Colearn is a library that enables privacy-preserving decentralized machine learning tasks on the FET network.
This blockchain-mediated collective learning system enables multiple stakeholders to build a shared machine learning model without needing to rely on a central authority. This library is currently in development.
The collective learning protocol allows learners to collaborate on training a model without requiring trust between the participants. Learners vote on updates to the model, and only updates which pass the quality threshold are accepted. This makes the system robust to attempts to interfere with the model by providing bad updates. For more details on the collective learning system see here
We have released v0.2.8 of the Colearn Machine Learning Interface, the first version of an interface that will
allow developers to prepare for future releases.
Together with the interface we provide a simple backend for local experiments. This is the first backend with upcoming blockchain ledger based backends to follow.
Future releases will use similar interfaces so that learners built with the current system will work on a different backend that integrates a distributed ledger and provides other improvements.
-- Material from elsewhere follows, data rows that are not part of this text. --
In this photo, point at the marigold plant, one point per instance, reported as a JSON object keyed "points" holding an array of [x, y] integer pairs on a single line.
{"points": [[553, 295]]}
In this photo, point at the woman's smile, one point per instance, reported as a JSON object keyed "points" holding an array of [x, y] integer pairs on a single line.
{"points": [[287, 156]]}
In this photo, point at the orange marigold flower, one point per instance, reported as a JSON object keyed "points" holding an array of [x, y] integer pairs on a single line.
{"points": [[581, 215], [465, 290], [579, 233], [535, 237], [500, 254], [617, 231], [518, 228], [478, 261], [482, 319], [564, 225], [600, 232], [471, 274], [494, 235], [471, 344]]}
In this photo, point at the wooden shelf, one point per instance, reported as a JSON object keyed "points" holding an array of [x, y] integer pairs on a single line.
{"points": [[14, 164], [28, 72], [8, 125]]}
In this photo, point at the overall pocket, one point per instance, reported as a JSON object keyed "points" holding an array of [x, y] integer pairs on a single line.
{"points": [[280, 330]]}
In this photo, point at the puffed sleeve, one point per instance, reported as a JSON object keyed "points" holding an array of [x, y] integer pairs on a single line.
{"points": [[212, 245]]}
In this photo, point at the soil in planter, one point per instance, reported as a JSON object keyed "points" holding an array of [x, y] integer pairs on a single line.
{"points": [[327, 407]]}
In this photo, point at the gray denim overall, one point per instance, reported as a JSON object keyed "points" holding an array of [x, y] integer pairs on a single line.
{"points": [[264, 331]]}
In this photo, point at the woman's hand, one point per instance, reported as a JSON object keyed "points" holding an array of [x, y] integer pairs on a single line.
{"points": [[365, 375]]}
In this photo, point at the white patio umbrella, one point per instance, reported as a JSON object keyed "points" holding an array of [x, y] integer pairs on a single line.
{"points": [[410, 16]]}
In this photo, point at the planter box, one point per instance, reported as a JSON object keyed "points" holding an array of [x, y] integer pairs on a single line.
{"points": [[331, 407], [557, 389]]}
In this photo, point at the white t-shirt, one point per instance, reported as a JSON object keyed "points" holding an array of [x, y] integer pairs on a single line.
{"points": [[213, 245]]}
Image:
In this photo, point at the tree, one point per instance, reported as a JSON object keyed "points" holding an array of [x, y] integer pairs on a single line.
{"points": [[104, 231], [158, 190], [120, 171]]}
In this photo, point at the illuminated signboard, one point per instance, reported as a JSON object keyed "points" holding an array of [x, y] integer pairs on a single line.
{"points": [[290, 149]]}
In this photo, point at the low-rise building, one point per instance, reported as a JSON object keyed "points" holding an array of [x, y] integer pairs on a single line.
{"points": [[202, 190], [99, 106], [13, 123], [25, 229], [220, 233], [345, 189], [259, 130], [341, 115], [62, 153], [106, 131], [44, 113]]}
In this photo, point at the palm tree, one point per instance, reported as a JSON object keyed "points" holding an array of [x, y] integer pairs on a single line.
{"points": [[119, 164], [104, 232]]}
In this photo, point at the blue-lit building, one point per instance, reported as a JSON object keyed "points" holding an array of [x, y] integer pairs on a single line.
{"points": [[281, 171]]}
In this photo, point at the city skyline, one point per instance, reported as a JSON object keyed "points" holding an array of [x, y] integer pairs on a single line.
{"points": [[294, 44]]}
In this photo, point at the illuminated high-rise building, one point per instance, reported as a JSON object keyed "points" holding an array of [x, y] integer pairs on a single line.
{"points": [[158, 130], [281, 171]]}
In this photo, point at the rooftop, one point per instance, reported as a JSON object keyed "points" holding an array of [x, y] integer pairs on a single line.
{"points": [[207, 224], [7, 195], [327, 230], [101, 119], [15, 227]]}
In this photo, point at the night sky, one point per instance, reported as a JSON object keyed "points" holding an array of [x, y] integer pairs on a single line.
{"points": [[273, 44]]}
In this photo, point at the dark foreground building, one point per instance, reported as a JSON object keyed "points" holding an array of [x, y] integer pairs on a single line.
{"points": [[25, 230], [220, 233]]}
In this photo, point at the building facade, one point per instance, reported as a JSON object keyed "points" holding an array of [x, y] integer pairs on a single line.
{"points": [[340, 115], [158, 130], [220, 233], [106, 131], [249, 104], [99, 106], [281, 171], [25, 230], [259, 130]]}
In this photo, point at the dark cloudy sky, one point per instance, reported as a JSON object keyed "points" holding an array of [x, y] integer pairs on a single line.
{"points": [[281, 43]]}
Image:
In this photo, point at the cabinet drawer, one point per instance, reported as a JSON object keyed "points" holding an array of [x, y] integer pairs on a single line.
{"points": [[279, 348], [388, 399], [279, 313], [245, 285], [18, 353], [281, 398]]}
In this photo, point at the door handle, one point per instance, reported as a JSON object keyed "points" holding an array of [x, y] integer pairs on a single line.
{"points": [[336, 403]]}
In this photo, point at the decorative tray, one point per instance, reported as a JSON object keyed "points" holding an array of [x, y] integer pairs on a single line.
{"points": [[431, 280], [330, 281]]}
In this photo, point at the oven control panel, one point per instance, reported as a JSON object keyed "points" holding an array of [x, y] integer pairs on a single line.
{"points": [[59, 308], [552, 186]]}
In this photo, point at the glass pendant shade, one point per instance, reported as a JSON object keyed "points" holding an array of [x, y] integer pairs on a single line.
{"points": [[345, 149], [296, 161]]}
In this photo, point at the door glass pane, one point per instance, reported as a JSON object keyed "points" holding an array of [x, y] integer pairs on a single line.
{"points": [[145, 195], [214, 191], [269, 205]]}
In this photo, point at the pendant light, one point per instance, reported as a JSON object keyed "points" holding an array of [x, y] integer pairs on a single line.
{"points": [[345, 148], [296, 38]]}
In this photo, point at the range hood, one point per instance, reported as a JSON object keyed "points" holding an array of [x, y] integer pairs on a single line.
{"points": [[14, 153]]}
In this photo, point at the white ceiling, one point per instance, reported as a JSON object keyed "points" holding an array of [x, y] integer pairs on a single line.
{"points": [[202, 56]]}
The current framework will then be used mainly for model development and debugging.
We invite all users to experiment with the framework, develop their own models, and provide feedback!
See the most up-to-date documentation at fetchai.github.io/colearn or the documentation for the latest release at docs.fetch.ai/colearn.
Currently we only support macos and unix systems.
To use the latest stable release we recommend installing the package from PyPi
To install with support for Keras and Pytorch:
pip install colearn[all]
To install with just support for Keras or Pytorch:
pip install colearn[keras]
pip install colearn[pytorch]
Examples are available in the colearn_examples module. To run the Mnist demo in Keras or Pytorch run:
python -m colearn_examples.ml_interface.keras_mnist
python -m colearn_examples.ml_interface.pytorch_mnist
-
Or they can be accessed from colearn/colearn_examples by cloning the colearn repo
Please note that although all the examples are always available, which you can run will depend on your installation. If you installed only
colearn[keras]
orcolearn[pytorch]
then only their respective examples will work.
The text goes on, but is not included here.